Languages Other Than English

Preprocessor

The PreProcessor's sentence tokenization is language specific. If you are using the PreProcessor on a language other than English, make sure to set the language argument when initializing it.

preprocessor = PreProcessor(language="sv", ...)

Here you will find the list of supported languages.

Retrievers

The sparse retriever methods themselves(BM25, TF-IDF) are language agnostic. Their only requirement is that the text be split into words. The ElasticsearchDocumentStore relies on an analyzer to impose word boundaries, but also to handle punctuation, casing and stop words.

The default analyzer is an English analyzer. While it can still work decently for a large range of languages, you will want to set it to your language's analyzer for optimal performance.

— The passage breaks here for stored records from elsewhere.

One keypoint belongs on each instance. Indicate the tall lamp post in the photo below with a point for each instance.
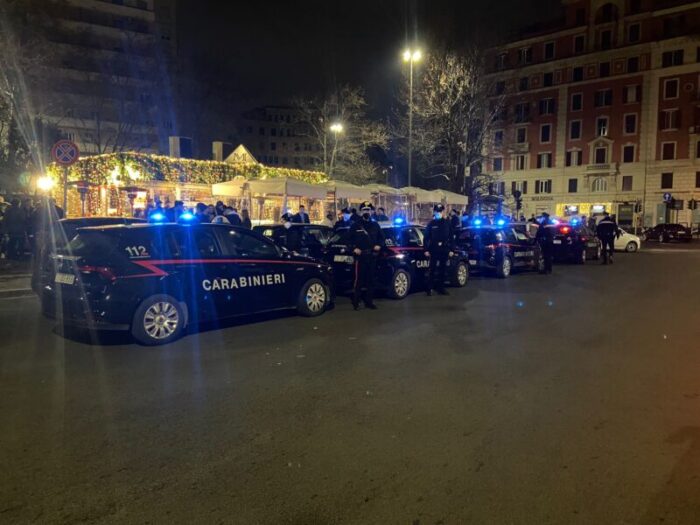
(410, 56)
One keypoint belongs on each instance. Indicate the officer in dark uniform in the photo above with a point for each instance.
(366, 241)
(608, 231)
(545, 238)
(438, 242)
(345, 222)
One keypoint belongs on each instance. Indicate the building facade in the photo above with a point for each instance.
(275, 137)
(602, 112)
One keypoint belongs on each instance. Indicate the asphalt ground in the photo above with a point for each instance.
(571, 398)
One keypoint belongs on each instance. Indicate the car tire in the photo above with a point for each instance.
(460, 275)
(158, 320)
(314, 298)
(504, 268)
(400, 285)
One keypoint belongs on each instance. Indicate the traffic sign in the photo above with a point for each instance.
(65, 152)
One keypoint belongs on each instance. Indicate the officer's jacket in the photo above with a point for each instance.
(438, 235)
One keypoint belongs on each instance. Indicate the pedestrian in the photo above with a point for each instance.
(545, 238)
(245, 219)
(345, 220)
(366, 241)
(438, 241)
(607, 232)
(302, 217)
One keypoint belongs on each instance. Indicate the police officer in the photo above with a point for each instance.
(366, 240)
(545, 238)
(607, 231)
(438, 242)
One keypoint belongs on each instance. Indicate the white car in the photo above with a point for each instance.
(627, 242)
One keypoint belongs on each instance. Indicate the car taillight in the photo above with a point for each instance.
(102, 271)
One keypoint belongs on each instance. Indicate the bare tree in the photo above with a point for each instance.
(454, 114)
(339, 125)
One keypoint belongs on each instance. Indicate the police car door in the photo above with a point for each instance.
(265, 280)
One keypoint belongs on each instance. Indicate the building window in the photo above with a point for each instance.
(574, 157)
(633, 64)
(631, 94)
(666, 181)
(543, 186)
(601, 127)
(601, 155)
(525, 55)
(603, 98)
(575, 130)
(627, 182)
(668, 150)
(669, 119)
(670, 88)
(634, 33)
(549, 51)
(672, 58)
(577, 102)
(547, 106)
(544, 160)
(498, 138)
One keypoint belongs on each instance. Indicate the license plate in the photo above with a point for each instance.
(65, 278)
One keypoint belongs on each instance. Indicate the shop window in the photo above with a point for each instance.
(666, 181)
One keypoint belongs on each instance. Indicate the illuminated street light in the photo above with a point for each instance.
(45, 183)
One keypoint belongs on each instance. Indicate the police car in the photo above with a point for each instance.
(312, 238)
(401, 266)
(501, 248)
(155, 279)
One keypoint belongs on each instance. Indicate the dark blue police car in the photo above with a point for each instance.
(402, 265)
(155, 279)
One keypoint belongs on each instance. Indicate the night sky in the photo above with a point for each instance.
(267, 52)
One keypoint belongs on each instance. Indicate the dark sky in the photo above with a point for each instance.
(266, 51)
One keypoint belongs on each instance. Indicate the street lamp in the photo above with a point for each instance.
(411, 56)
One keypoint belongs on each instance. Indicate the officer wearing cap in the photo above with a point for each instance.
(438, 248)
(366, 241)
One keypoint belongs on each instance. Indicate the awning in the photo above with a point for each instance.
(230, 188)
(422, 196)
(345, 190)
(286, 186)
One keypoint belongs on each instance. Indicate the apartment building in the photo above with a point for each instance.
(602, 112)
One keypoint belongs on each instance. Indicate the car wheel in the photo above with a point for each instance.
(460, 275)
(313, 298)
(158, 320)
(504, 269)
(400, 284)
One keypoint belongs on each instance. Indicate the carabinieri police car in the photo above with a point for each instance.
(402, 265)
(500, 248)
(155, 279)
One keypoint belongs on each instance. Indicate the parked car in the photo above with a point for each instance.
(627, 242)
(668, 233)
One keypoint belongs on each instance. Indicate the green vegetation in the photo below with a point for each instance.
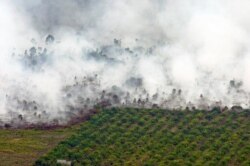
(24, 147)
(157, 137)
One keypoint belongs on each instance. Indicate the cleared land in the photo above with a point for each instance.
(24, 147)
(157, 137)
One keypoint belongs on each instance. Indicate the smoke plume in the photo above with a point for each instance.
(59, 59)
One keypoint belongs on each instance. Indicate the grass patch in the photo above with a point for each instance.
(157, 137)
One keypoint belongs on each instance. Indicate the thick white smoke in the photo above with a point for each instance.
(125, 52)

In some cases, such as with Thai, the default analyzer is completely incompatible. See Language Analyzers for the full list of language specific analyzers.

from haystack.document_stores import ElasticsearchDocumentStore

document_store = ElasticsearchDocumentStore(analyzer="thai")

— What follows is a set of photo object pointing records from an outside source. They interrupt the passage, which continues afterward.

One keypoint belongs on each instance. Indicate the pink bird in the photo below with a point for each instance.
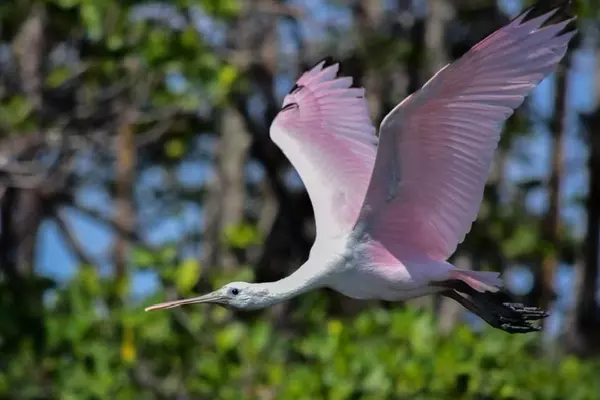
(391, 210)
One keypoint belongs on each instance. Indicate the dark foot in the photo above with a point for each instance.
(497, 310)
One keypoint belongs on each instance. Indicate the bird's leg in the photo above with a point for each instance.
(495, 308)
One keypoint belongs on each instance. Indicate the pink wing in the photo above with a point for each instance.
(325, 130)
(436, 147)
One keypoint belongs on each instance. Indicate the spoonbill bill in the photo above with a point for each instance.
(391, 209)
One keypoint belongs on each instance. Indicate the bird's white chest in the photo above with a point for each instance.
(354, 275)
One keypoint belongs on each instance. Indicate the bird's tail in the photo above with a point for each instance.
(482, 281)
(480, 293)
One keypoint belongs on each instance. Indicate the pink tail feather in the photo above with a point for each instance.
(482, 281)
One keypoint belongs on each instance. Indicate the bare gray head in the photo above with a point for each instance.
(253, 296)
(240, 295)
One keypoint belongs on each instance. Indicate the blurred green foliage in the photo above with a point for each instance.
(93, 352)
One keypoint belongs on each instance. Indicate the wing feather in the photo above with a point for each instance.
(324, 129)
(436, 147)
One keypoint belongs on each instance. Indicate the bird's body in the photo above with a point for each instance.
(391, 209)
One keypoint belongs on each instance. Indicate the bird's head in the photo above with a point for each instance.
(240, 295)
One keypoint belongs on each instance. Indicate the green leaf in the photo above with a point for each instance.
(187, 275)
(175, 148)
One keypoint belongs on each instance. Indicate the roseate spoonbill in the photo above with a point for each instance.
(388, 216)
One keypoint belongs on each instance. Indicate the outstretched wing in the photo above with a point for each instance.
(324, 129)
(436, 147)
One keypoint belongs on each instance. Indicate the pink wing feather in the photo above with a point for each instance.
(325, 130)
(436, 147)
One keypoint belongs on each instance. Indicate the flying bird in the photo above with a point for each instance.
(391, 209)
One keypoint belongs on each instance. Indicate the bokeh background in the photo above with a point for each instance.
(136, 166)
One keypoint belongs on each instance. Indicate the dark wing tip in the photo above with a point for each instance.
(327, 61)
(561, 11)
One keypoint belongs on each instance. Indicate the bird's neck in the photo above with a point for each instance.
(308, 277)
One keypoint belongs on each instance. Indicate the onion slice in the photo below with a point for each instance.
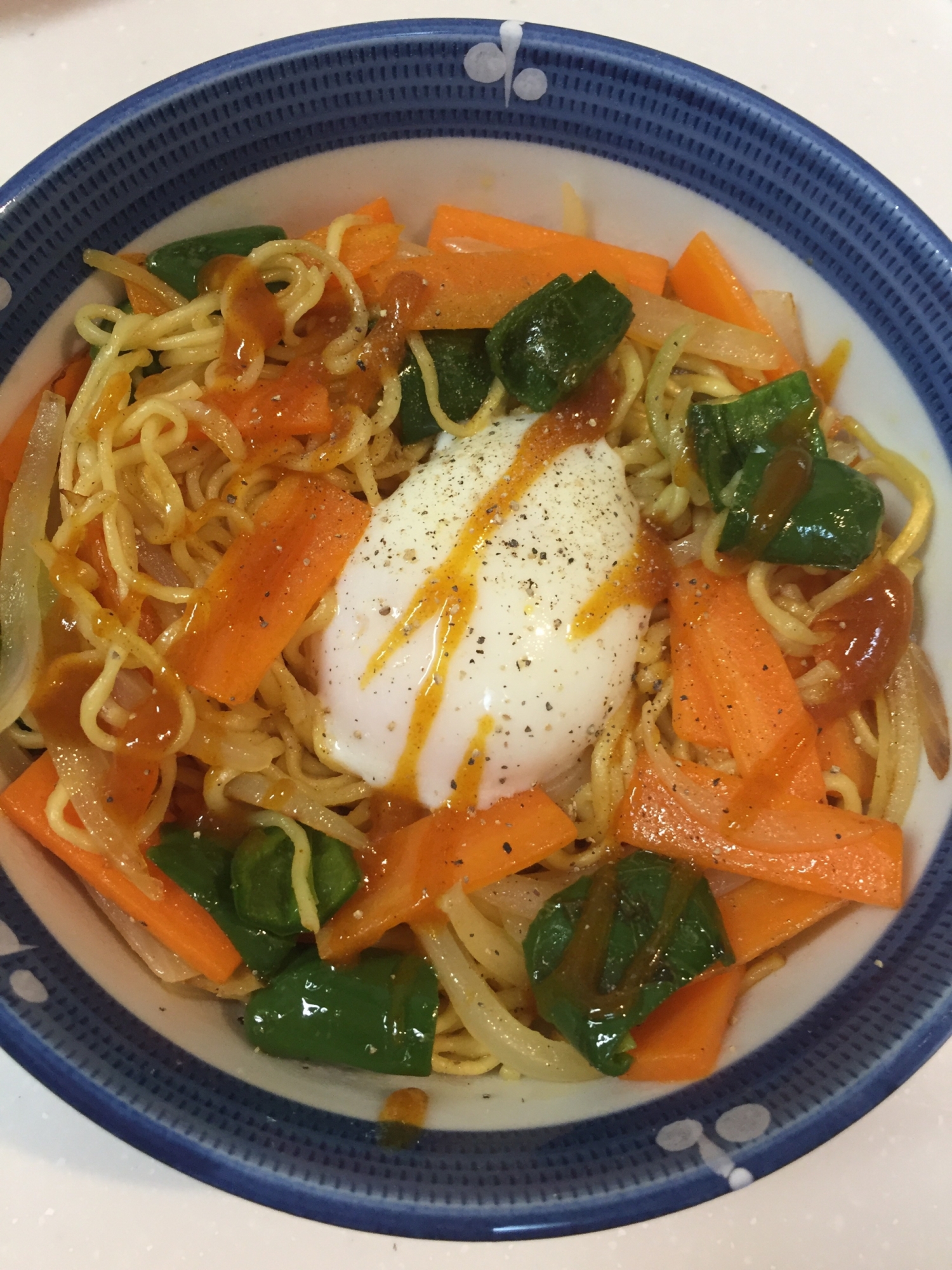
(487, 1019)
(780, 309)
(168, 966)
(934, 719)
(295, 802)
(20, 566)
(788, 825)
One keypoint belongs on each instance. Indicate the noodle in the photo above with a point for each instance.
(152, 462)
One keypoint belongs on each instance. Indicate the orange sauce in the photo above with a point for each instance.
(142, 746)
(643, 577)
(253, 321)
(145, 739)
(59, 695)
(869, 632)
(114, 398)
(830, 371)
(402, 1118)
(451, 591)
(466, 783)
(389, 813)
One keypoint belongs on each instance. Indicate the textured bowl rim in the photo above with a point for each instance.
(694, 1184)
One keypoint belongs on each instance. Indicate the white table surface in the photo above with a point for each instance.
(878, 74)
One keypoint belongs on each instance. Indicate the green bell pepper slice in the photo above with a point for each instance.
(610, 949)
(465, 377)
(379, 1014)
(835, 525)
(180, 264)
(552, 344)
(727, 432)
(202, 868)
(261, 879)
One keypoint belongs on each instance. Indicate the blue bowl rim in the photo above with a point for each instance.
(697, 1186)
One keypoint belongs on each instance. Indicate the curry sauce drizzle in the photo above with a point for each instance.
(642, 577)
(450, 594)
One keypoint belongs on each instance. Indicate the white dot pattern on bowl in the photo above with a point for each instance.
(147, 159)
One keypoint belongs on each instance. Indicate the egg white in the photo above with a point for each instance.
(548, 695)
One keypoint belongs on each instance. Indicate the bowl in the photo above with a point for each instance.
(294, 133)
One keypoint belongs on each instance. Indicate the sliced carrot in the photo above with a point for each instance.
(703, 280)
(695, 714)
(143, 300)
(869, 867)
(364, 246)
(379, 210)
(585, 255)
(681, 1041)
(761, 915)
(475, 290)
(412, 868)
(176, 920)
(761, 711)
(294, 406)
(67, 383)
(266, 585)
(838, 749)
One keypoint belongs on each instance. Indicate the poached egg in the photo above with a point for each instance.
(488, 623)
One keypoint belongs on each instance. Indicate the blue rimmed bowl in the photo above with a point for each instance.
(294, 133)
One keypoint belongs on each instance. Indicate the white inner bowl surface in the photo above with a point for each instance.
(635, 210)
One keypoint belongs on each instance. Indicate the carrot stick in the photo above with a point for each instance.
(266, 585)
(577, 253)
(769, 730)
(837, 746)
(364, 246)
(143, 300)
(681, 1041)
(412, 868)
(695, 714)
(761, 915)
(93, 552)
(379, 210)
(475, 290)
(869, 868)
(704, 280)
(67, 383)
(295, 404)
(176, 920)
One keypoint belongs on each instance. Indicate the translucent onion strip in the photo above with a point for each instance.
(487, 1019)
(657, 321)
(169, 967)
(934, 721)
(21, 567)
(486, 942)
(298, 803)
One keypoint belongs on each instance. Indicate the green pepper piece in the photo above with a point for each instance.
(727, 432)
(464, 374)
(180, 264)
(552, 344)
(261, 879)
(833, 526)
(379, 1014)
(202, 868)
(610, 949)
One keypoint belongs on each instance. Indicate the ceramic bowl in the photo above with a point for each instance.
(496, 119)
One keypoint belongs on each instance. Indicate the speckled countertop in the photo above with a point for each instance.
(878, 74)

The models used in dense retrievers are language specific. Be sure to check language of the model used in your EmbeddingRetriever. The default model that is loaded in the DensePassageRetriever is for English.

We have created a German DensePassageRetriever model and know other teams who work on further languages. If you have a language model and a question answering dataset in your own language, you can also train a DPR model using Haystack! Below is a simplified example. See the Training a Dense Passage Retrieval model tutorial and also the DensePassageRetriever.train() API for more details.

from haystack.nodes import DensePassageRetriever

dense_passage_retriever = DensePassageRetriever(document_store)
dense_passage_retriever.train(self,
                              data_dir: str,
                              train_filename: str,
                              dev_filename: str = None,
                              test_filename: str = None,
                              batch_size: int = 16,
                              embed_title: bool = True,
                              num_hard_negatives: int = 1,
                              n_epochs: int = 3)

The Sentence Transformers team has trained various multilingual models that can be loaded via the Haystack EmbeddingRetriever class. To see a comparison of the different available models, see their Pretrained Models page.

Readers

While models are comparatively more performant on English, thanks to a wealth of available English training data, there are a couple QA models that are directly usable in Haystack.

Transformers

from haystack.nodes import TransformersReader
reader = TransformersReader("deepset/gelectra-large-germanquad")

from haystack.nodes import TransformersReader
reader = TransformersReader("etalab-ia/camembert-base-squadFR-fquad-piaf")

from haystack.nodes import TransformersReader
reader = TransformersReader("anakin87/electra-italian-xxl-cased-squad-it")

from haystack.nodes import TransformersReader
reader = TransformersReader("uer/roberta-base-chinese-extractive-qa")
# or
reader = TransformersReader("wptoux/albert-chinese-large-qa")

from haystack.nodes import TransformersReader
reader = TransformersReader("deepset/xlm-roberta-large-squad2")

FARM

from haystack.nodes import FARMReader
reader = FARMReader("deepset/gelectra-large-germanquad")

from haystack.nodes import FARMReader
reader = FARMReader("etalab-ia/camembert-base-squadFR-fquad-piaf")

from haystack.nodes import FARMReader
reader = raFARMReader("anakin87/electra-italian-xxl-cased-squad-it")

from haystack.nodes import FARMReader
reader = FARMReader("uer/roberta-base-chinese-extractive-qa")
# or
reader = FARMReader("wptoux/albert-chinese-large-qa")

from haystack.nodes import FARMReader
reader = FARMReader("deepset/xlm-roberta-large-squad2")

We are the creators of the German model and you can find out more about it on the GermanQuAD page.

The French, Italian, Spanish, Portuguese and Chinese models are monolingual language models trained on versions of the SQuAD dataset in their respective languages and their authors report decent results in their model cards. For examples, have a look at the French model card and the Italian model card. There also exist Korean QA models on the model hub but their performance is not reported.

The zero-shot model that is shown above is a multilingual XLM-RoBERTa Large that is trained on English SQuAD. It is clear, from our evaluations, that the model has been able to transfer some of its English QA capabilities to other languages, but still its performance lags behind that of the monolingual models. Nonetheless, if there is not yet a monolingual model for your language and it is one of the 100 supported by XLM-RoBERTa, this zero-shot model may serve as a decent first baseline.